農林水産省の発表によると、令和2年度のイノシシによる農業被害金額は約45億円に達しており、地域によってはより捕獲圧を強めることが求められています。

イノシシの捕獲には「くくり罠」と呼ばれる道具が広く使われています。獣道のなかでイノシシが足を置く場所を予測し、その場所にくくり罠を設置します。設置したくくり罠をイノシシが踏むと、罠が作動してワイヤーが締まり、イノシシの足を捉えるという仕組みです。

一般的なくくり罠は地面に穴を掘って設置しますが、くくり罠の大きさに応じて地面に穴を掘らなければならないので、なかなかの重労働です。地質が硬かったり、植物の根が多くあるような場所では、さらに作業が大変になります。

株式会社refactory(以下、refactory 本社:宮崎県宮崎市、代表取締役 守屋将邦)と株式会社TSJ(代表取締役:仲村 篤志 以下TSJ)は捕獲作業の効率化および捕獲率を上げるため、穴掘り不要の新型くくり罠「TSJ」を開発し、リリースいたしました。

軽い作動と手間いらずのくくり罠
野生鳥獣のなかでも、特にイノシシは警戒心が高く、犬と同程度の鋭い嗅覚をもちます。穴掘り等に時間を要してしまうと、その分人間の痕跡が残ることになります。そのため、折角罠を設置しても、その場所をイノシシが避けるようになり、捕獲が進捗しないといった事例も多くみられます。

上の写真は一般的なくくり罠(写真左)と新型くくり罠「TSJ」(写真右)の設置を比較した写真です。

一般的なくくり罠は、ワイヤーをくくりつける部分(踏み板とも呼ばれます)と、台座(写真中グレーの塩ビ管)で構成されます。踏み板が台座内に落ちることによって、ワイヤーを括りつけているアームが上がり、罠が作動します。台座は地中に設置する必要があるので、穴掘り作業は必須になります。

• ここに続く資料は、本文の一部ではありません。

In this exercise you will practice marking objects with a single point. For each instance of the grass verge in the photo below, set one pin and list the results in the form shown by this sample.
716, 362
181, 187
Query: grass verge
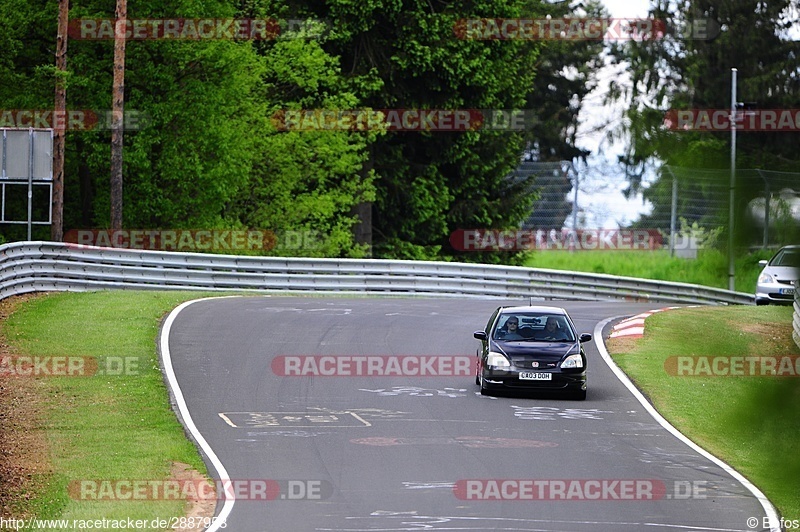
750, 422
709, 269
102, 427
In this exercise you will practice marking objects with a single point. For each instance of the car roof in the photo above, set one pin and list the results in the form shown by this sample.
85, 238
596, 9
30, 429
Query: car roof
540, 309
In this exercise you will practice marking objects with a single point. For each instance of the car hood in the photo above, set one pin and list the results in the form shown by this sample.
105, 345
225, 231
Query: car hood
783, 273
527, 350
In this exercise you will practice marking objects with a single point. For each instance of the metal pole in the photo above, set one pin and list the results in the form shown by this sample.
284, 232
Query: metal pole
30, 185
673, 214
575, 206
731, 209
767, 197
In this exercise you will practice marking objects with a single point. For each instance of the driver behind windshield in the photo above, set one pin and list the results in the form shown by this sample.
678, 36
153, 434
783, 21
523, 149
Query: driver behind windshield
509, 330
551, 331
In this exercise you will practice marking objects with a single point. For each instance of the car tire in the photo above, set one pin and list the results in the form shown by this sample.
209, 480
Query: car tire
484, 389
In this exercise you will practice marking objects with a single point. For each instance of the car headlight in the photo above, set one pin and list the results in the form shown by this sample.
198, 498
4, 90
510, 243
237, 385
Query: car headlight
572, 361
765, 278
497, 360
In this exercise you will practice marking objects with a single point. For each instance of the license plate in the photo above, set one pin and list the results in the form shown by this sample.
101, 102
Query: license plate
530, 376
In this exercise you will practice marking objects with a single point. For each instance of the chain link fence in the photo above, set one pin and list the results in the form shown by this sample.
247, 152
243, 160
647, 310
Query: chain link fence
697, 202
681, 203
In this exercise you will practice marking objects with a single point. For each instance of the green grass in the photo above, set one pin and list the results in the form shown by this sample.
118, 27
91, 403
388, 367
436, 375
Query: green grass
752, 423
103, 427
709, 269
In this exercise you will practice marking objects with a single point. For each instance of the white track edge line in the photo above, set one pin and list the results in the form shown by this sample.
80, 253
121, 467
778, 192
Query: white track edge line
230, 497
769, 509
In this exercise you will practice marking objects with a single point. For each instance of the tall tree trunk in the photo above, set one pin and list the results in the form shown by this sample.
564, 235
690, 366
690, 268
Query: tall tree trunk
59, 135
117, 111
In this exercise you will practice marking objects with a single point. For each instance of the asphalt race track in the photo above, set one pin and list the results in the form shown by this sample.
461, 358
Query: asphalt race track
357, 453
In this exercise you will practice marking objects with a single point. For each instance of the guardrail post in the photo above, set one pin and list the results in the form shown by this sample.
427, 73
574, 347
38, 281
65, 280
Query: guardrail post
796, 314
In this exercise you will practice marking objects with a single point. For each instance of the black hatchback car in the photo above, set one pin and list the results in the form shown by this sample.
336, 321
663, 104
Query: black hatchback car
531, 348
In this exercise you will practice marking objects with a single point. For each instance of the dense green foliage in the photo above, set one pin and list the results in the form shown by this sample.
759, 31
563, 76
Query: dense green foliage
689, 70
209, 155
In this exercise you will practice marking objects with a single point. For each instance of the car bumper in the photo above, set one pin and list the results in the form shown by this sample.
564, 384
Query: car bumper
779, 293
510, 380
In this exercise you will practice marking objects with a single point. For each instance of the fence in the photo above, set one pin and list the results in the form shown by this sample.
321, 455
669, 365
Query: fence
677, 195
43, 266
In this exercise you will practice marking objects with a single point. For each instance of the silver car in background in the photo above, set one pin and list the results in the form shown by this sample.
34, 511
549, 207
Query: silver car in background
775, 281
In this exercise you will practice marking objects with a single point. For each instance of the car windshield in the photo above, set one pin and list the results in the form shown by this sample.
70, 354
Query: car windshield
533, 327
787, 257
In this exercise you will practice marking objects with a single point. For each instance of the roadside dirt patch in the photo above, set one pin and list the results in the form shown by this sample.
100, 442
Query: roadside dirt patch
24, 456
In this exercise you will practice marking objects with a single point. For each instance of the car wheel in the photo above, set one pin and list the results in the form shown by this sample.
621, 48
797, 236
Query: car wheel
484, 389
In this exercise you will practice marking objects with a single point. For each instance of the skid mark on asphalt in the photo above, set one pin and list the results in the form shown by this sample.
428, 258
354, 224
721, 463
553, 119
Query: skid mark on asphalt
548, 413
292, 419
414, 391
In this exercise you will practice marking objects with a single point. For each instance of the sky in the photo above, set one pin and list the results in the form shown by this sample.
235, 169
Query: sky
600, 199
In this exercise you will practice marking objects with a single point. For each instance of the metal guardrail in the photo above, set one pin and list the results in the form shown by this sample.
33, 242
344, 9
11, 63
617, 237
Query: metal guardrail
796, 314
45, 266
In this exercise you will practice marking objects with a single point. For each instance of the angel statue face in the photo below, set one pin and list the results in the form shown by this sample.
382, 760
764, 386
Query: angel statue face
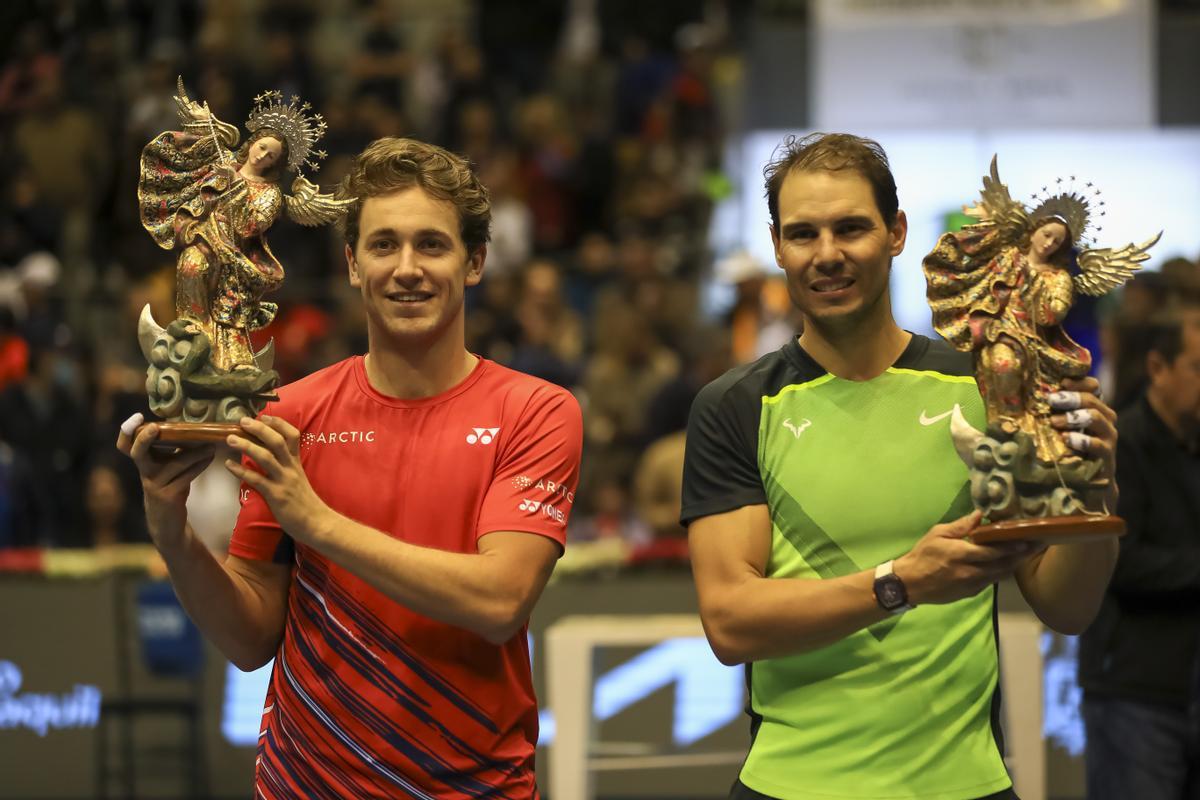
264, 155
1048, 240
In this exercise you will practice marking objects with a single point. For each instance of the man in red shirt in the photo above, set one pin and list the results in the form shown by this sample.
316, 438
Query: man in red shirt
401, 513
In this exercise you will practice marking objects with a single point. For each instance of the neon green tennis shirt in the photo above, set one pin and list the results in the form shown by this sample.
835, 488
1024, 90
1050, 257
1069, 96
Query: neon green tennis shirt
853, 473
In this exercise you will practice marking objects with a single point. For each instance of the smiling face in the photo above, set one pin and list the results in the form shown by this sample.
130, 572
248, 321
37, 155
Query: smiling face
412, 266
834, 246
1047, 241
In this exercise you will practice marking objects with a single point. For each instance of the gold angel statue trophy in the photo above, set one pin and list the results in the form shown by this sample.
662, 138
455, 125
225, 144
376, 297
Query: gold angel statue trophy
1000, 289
213, 202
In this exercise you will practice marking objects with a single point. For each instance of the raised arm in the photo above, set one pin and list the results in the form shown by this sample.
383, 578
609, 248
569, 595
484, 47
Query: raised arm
239, 605
490, 593
749, 617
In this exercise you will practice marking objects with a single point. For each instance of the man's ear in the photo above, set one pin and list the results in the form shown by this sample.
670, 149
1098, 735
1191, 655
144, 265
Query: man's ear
475, 265
899, 233
352, 266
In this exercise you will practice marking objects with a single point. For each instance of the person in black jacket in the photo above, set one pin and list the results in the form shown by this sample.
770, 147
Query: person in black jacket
1138, 661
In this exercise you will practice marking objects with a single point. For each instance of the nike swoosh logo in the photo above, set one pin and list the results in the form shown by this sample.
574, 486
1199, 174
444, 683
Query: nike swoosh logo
931, 420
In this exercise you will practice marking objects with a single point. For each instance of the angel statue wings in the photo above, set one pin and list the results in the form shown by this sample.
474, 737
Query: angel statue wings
213, 202
1000, 289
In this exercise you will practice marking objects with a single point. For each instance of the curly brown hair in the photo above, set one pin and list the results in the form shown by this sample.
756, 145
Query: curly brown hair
832, 152
391, 163
276, 172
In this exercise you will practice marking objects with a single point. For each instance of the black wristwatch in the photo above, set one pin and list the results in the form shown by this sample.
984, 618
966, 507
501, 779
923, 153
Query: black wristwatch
889, 590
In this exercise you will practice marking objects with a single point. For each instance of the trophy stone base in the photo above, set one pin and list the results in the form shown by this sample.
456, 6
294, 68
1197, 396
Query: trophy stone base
1051, 530
181, 434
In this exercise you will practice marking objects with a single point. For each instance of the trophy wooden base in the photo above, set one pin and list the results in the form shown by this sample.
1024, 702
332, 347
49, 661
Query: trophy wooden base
1051, 530
183, 434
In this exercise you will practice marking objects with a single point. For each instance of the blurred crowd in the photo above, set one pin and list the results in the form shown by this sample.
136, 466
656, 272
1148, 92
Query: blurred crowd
600, 139
599, 127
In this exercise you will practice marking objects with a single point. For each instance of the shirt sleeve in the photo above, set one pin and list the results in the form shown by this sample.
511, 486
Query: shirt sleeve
537, 474
720, 467
257, 536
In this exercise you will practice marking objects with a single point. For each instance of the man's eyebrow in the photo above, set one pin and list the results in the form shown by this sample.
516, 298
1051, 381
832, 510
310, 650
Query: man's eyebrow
855, 218
376, 233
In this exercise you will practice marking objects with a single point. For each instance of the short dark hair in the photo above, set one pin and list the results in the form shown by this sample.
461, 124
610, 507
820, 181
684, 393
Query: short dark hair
1164, 335
833, 152
391, 163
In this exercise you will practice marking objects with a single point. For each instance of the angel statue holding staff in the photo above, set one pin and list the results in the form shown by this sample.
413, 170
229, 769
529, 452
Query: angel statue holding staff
1000, 289
213, 202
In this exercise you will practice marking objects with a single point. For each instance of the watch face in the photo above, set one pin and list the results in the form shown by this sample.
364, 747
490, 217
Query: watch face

一方で、「TSJ」は独自の構造により、穴掘りをせずとも設置することが可能です。写真中のプレート部分に少しでもイノシシの体重がかかれば、アームに仕込まれたキックバネによって素早く罠が作動します。
上写真のとおり、TSJの底面には地面に突き刺せるようにアンカーがついており、地面に差し込めば設置完了です。そのため、穴掘りによる人間の痕跡が生じず、捕獲効率を向上させることができます。

軽い力で罠が作動するため、イノシシ以外の捕獲にも威力を発揮します。例えば、通常のニホンジカよりも体が一回り小さいキョン等においても、空ハジキ(罠が作動したものの逃げられてしまう事象のこと)が少ないという結果が得られております。

鼻くくりによって、より安全な止め刺しを
獲物を捕獲した後は、当然その後の処理が必要になります。くくり罠の場合、1本の足をワイヤーで保定する恰好になるのですが、ワイヤーの長さの分だけ自由に動きまわることができます。捕獲した獣の反撃にあい、人身事故が発生するケースも毎年見られています。

そのため安全な処理のためには、捕獲した獣の動きをいかに制限するかが重要になってきます。多く用いられるのは、捉えた足以外にも別の支点で獣の体を保定する方法です。イノシシの場合は、足のほかに鼻も保定することによって、動きを大幅に制限させることができます。

くくり罠「TSJ」は、専用のアタッチメントを取り付けることによって、鼻くくり罠としても機能します。以下の写真のように、長棒を取り付けることによってイノシシの可動範囲外から鼻を捉えることが可能です。原理は足くくりと変わりません。
開発者(株式会社TSJ 代表取締役:仲村 篤志 氏)コメント
このくくり罠を開発するにあたり、気が遠くなるほどの試行錯誤を千葉県いすみ市の猟師永島さんや猟師工房代表原田さんと共に繰り返し行って誕生したくくり罠です。

昨今、猟師の高齢化が進み有害鳥獣の増加に危機感を抱いた各地方自治体は次世代の担い手を確保する取り組みを展開しています。しかし、捕獲がうまく出来ないと人間はモチベーションを失います。そしてついにはわな猟の奥深さや面白さを知る事なく、捕獲する事をやめてしまいます。いわゆる資格はあるが捕獲行為をしない「ペーパーハンター」を増産することになってしまいます。

このくくり罠は「初心者でも簡単に捕獲できる」、「プロが使っても納得の実績」この2点を満たす最高峰のくくり罠です。導入している地方自治体でもこのくくり罠を使うと他のくくり罠を使えなくなるとのご感想を多数いただいております。

オールステンレスであること、部品点数や加工部が多いため若干お値段は張りますが、価格に負けることのない捕獲数をご体感いただけると思いますのでぜひ使っていただきたいと思います。